The marriage between Harris's elegant, minimalist aesthetic and the works of Mitchell and McMakin always seemed made in heaven, and Mitchell just closed a very successful show at the gallery.
So what happened?
I've been trying to figure that out for a couple of days. The closest I got was in conversations with Harris and McMakin today, in which both sides worked hard not to say anything "negative" about the other. (That word kept coming up.)
"I'm trying to focus more on bringing in work from out of town—next month I'm doing a show of a 95-year-old Argentinian artist and then I'm doing vintage photography with Akio [Takamori's] work. That does cut back on my showing some of my artists for a while," Harris says.
The two artists didn't show infrequently at the gallery, though. McMakin showed in 2003, 2006, and 2008. Perhaps sales were off (nobody wanted to talk specifics). The relationships aren't, Harris insists.
"I'm still friends with them," Harris says. "We're trying to make this cordial for everyone involved because change happens."
Mitchell didn't return a message left yesterday; McMakin describes it as an amicable divorce, "the kind of relationship where people say, 'They both could do better.'"
"I think a lot of it was personality-driven," McMakin says. "Charlie and Amanda could provide a great sense of possibility, and both Jeff and I had really liked working with Carrie when she was at Jim's. This was under careful discussion for a long time. It wasn't reactive."

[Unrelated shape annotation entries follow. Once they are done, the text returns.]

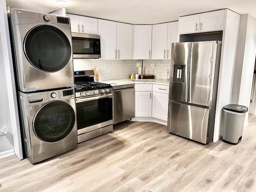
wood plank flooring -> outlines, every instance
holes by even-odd
[[[256,129],[251,116],[238,145],[204,146],[164,125],[127,121],[36,165],[0,159],[0,191],[255,192]]]

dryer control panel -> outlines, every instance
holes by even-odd
[[[46,101],[53,99],[72,99],[75,98],[73,88],[56,90],[44,92],[44,97]]]

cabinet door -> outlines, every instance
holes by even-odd
[[[76,33],[80,32],[80,21],[79,15],[73,15],[72,14],[66,14],[67,17],[69,17],[70,18],[70,26],[71,27],[71,32]]]
[[[167,52],[166,58],[171,59],[171,50],[172,50],[172,43],[178,42],[178,22],[175,21],[168,23],[168,32],[167,33]]]
[[[81,33],[98,35],[98,19],[80,16],[80,31]]]
[[[148,59],[151,58],[152,26],[134,25],[134,59]]]
[[[98,34],[100,36],[101,59],[117,58],[116,22],[98,19]]]
[[[154,59],[166,59],[168,24],[152,26],[152,57]]]
[[[213,31],[223,29],[224,10],[212,11],[200,14],[199,31]]]
[[[179,18],[179,33],[186,34],[198,32],[200,14]]]
[[[116,23],[116,49],[117,58],[132,59],[132,25]]]
[[[168,117],[168,94],[153,92],[152,116],[167,121]]]
[[[135,92],[135,117],[151,117],[152,92]]]

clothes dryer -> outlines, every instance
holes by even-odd
[[[24,152],[31,163],[77,147],[73,88],[18,93]]]
[[[8,19],[19,90],[74,85],[69,18],[15,10],[8,14]]]

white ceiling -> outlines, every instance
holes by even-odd
[[[50,13],[66,7],[67,13],[132,24],[178,20],[180,16],[228,8],[256,18],[256,0],[6,0],[12,9]]]

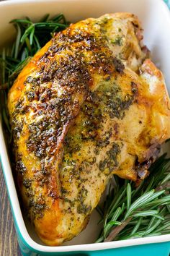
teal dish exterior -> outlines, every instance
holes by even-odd
[[[166,4],[170,8],[170,0],[164,0]],[[170,242],[159,242],[153,244],[139,244],[135,246],[128,246],[119,248],[106,249],[102,250],[94,250],[94,251],[71,251],[71,252],[41,252],[35,249],[33,247],[30,247],[27,242],[24,240],[18,227],[16,216],[14,214],[14,210],[13,209],[13,205],[11,202],[11,197],[9,192],[9,187],[6,182],[6,176],[5,171],[4,170],[4,166],[1,160],[1,166],[3,169],[3,173],[7,187],[9,198],[11,205],[11,209],[14,218],[14,226],[18,237],[19,245],[23,256],[38,256],[38,255],[58,255],[58,256],[66,256],[66,255],[77,255],[77,256],[169,256],[170,254]],[[86,245],[88,249],[88,244]]]

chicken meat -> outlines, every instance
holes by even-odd
[[[139,182],[170,137],[161,72],[138,18],[105,14],[55,35],[8,95],[23,205],[46,244],[86,226],[113,174]]]

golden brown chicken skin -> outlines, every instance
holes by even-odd
[[[170,137],[164,77],[142,38],[131,14],[71,25],[9,91],[19,187],[47,244],[84,229],[114,174],[144,179]]]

McMakin and Mitchell have a show up in Portland now, Joy and Reffrey, that was reviewed on Artforum.com; they'll bring Joy and Reffrey, Part Two to Ambach & Rice in 2010, McMakin says. He plans a solo show at the gallery in fall 2010. Mitchell is part of a group show at A&R now.
Artists in Seattle have been itchy lately. There has been plenty of insidery gallery drama to go around.
In the case linked above, of Oscar Tuazon and Eli Hansen leaving Howard House, Hansen moved over to Lawrimore Project, where his arrival was heralded in a hilarious ad that ran quietly a few weeks ago in the back of this very paper—in which the gallery gave the artist the full pimped treatment. (No, I had nothing whatsoever to do with this ad.)
Click and look in the upper right corner to see Hansen perched in his temporary-shelter installation on Tacoma's best graffiti wall. Lawrimore Project advertises that the artist is available for "In and Out Calls."